The method of example 12, wherein the configured address range corresponds to at least one memory page.
The method of example 14, wherein a page table entry associated with the at least one memory page includes an indicator that the first processor core is to issue the first store transaction.
The method of example 9, further comprising: receiving, from a register written by a one of the plurality of processors, an indicator that corresponds to at least one limit of the configured address range.
A processing system, comprising: a plurality of processing cores each coupled to at least a first level cache; a last-level cache, separate from the first level cache, to receive store data from the first level cache and the plurality of processing cores; and, a memory order buffer, coupled to the last-level cache, to receive a first line of store data from the first level cache and to receive a second line of store data from a first processing core of the plurality of processing cores without the second line of store data being processed by the first level cache.
The processing system of example 17, wherein a type of instruction being executed by the first processing core determines whether the second line of store data is to be sent to the last-level cache without being processed by the first level cache.
The processing system of example 17, wherein an address range determines whether the second line of store data is to be sent to the last-level cache without being processed by the first level cache.
The processing system of example 17, wherein an indicator in a page table entry determines whether the second line of store data is to be sent to the last-level cache without being processed by the first level cache.

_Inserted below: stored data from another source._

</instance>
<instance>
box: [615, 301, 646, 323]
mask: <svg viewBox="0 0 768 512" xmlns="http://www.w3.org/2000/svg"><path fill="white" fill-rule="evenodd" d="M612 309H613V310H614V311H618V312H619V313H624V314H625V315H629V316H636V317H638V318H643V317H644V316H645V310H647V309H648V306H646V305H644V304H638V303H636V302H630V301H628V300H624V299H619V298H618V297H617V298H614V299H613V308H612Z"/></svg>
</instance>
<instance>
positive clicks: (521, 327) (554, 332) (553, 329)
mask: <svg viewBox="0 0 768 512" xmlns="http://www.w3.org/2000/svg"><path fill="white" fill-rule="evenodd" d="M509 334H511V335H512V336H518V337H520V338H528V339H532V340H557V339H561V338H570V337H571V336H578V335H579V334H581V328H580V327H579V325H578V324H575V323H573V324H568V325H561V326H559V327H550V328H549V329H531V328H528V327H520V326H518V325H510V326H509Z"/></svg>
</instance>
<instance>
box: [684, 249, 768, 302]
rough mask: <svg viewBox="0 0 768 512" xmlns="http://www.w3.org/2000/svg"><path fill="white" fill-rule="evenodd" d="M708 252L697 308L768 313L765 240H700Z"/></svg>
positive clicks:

The foregoing description of the invention has been presented for purposes of illustration and description. It is not intended to be exhaustive or to limit the invention to the precise form disclosed, and other modifications and variations may be possible in light of the above teachings. The embodiment was chosen and described in order to best explain the principles of the invention and its practical application to thereby enable others skilled in the art to best utilize the invention in various embodiments and various modifications as are suited to the particular use contemplated. It is intended that the appended claims be construed to include other alternative embodiments of the invention except insofar as limited by the prior art.